The 2nd U.S. Circuit Court of Appeals in New York struck down Vermont's law, while the 1st Circuit in Boston upheld similar legislation in Maine and New Hampshire.

The named defendant, IMS Health, along with similar firms, collects data from pharmacies about the drug-prescribing practices and histories of local doctors. The records do not include information that would identify patients.

The companies say the data they collect help law enforcement and public health officials locate areas where certain illnesses are concentrated, and also to identify doctors who "overprescribe" certain drugs, including narcotics.

The manufacturers also use the information to target-market their products to doctors who show up in the data as prescribing competitors' drugs.

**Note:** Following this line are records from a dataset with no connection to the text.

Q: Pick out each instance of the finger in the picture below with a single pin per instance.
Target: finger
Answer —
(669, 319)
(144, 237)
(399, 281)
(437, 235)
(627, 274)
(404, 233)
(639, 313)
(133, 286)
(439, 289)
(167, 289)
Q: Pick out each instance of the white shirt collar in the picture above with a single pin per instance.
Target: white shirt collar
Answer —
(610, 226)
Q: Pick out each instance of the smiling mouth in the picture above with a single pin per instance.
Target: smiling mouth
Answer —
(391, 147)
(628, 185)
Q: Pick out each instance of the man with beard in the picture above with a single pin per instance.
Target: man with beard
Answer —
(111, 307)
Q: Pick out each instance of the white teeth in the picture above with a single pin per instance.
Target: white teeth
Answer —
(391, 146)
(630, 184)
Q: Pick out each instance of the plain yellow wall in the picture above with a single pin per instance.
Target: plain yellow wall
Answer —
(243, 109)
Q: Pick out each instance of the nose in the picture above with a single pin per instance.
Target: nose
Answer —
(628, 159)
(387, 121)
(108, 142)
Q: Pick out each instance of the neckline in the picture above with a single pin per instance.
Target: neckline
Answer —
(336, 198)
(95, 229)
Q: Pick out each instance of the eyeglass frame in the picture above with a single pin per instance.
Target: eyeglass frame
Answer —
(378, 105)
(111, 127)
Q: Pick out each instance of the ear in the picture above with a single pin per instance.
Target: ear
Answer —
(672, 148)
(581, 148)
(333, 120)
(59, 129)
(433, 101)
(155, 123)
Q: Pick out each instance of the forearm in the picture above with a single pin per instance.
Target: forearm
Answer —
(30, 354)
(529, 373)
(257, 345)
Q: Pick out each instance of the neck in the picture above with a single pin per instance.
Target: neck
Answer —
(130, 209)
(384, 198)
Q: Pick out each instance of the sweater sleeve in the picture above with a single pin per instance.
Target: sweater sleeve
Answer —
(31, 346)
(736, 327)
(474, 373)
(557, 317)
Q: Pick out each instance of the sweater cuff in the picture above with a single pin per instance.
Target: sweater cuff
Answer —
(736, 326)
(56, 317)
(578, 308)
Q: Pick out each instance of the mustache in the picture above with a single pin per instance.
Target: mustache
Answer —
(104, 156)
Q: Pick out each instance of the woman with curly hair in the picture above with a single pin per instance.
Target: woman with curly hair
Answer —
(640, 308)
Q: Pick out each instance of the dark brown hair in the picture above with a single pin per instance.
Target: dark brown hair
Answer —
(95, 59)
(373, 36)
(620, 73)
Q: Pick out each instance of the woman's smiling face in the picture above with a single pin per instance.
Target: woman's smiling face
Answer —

Vermont seeks to restrict the use of the data for that purpose. The state contends it increases health care costs by, for instance, persuading doctors to prescribe name-brand drugs instead of generics.

So allowing manufacturers to give doctors more information and then trusting those physicians to make an informed choice is bad, because the treatment a doctor judges to be better might also cost more -- a cost which the patient can either pay or decline to pay?

Profit is an excellent incentive to get people to make useful information available to the public. Neither schoolteachers nor book publishers generally do their jobs for free, nor do those who publish scholarly journals. Are all these people and the jobs they perform to be scorned because they hope to make a living at it -- to earn more than their costs?

The 2nd Circuit, which said the Vermont law violated the First Amendment by restricting the transmission of factual information, appears to have this one right.

If governments want to get out of the business of regulating and tracking the use of medicines, it might be worth discussing. So long as the data exist, however, attempts to limit the use of such data to provide accurate information on the grounds it might allow someone to make a profit is not only silly, it surely would violate the Bill of Rights.